Monday, Oct. 26, 1998

Milestones

By Tam Gray, Daniel Levy, Jodie Morse, Michele Orecklin, Alain Sanders and Joel Stein

ENGAGED. KATE WINSLET, 23, Titanic star; to film director JIM THREAPLETON, 24. The two have been secretly betrothed since last summer.

SENTENCED. JEREMY STROHMEYER, 20, convicted molester and murderer of seven-year-old Sherrice Iverson; to life in prison without parole; in Las Vegas. Strohmeyer asked for forgiveness but blasted his former friend David Cash for watching the brutal crime without intervening, saying of Cash, "He makes me sick."

DIED. MAYNARD PARKER, 58, editor of Newsweek; of pneumonia that he contracted after treatment for leukemia; in New York City. A distinguished foreign correspondent and hard-driving journalist, he spent 31 years at Newsweek, the last seven as its top editor (see Eulogy, below).

DIED. JOSEPH CATES, 74, Emmy-winning TV impresario who helped create the The $64,000 Question and worked on more than 1,000 made-for-TV specials; in New York City.

DIED. CLEVELAND AMORY, 81, best-selling author and animal lover extraordinaire who fought for the rights of underdogs the world over; in New York City. Amory chronicled his most famous rescue--of his pet cat Polar Bear--in The Cat Who Came for Christmas. But he was also well versed in the habits of two-legged creatures, penning a sardonic series on society's upper crust.

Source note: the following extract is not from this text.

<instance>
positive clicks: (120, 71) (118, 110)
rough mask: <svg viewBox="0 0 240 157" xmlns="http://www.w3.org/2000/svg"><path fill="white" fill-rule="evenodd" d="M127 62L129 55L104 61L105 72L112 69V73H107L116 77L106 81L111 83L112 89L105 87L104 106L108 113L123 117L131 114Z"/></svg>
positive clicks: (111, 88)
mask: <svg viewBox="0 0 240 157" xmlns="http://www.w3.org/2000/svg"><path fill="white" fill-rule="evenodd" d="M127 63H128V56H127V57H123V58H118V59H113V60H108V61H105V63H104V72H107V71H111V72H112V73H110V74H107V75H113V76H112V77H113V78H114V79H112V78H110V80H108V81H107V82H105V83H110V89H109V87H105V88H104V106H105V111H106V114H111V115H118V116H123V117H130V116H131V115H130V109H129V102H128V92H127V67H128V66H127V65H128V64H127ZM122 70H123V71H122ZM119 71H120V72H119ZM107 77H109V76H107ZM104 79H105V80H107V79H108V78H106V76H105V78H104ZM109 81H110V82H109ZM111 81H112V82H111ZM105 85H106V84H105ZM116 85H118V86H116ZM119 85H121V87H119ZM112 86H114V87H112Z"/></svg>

DIED. FRANK YANKOVIC, 83, a.k.a. America's Polka King, maestro of Midwestern dance halls for seven decades who won the first ever Grammy for the folksy musical genre; in New Port Richey, Fla. Yankovic pumped his first accordion at age nine and soon took his signature Slovenian-style polka show on the road. Devoted fans, some known to have ripped off his clothes, won his devotion in return: he played so many one-night stands that he missed the birth of all 10 of his kids.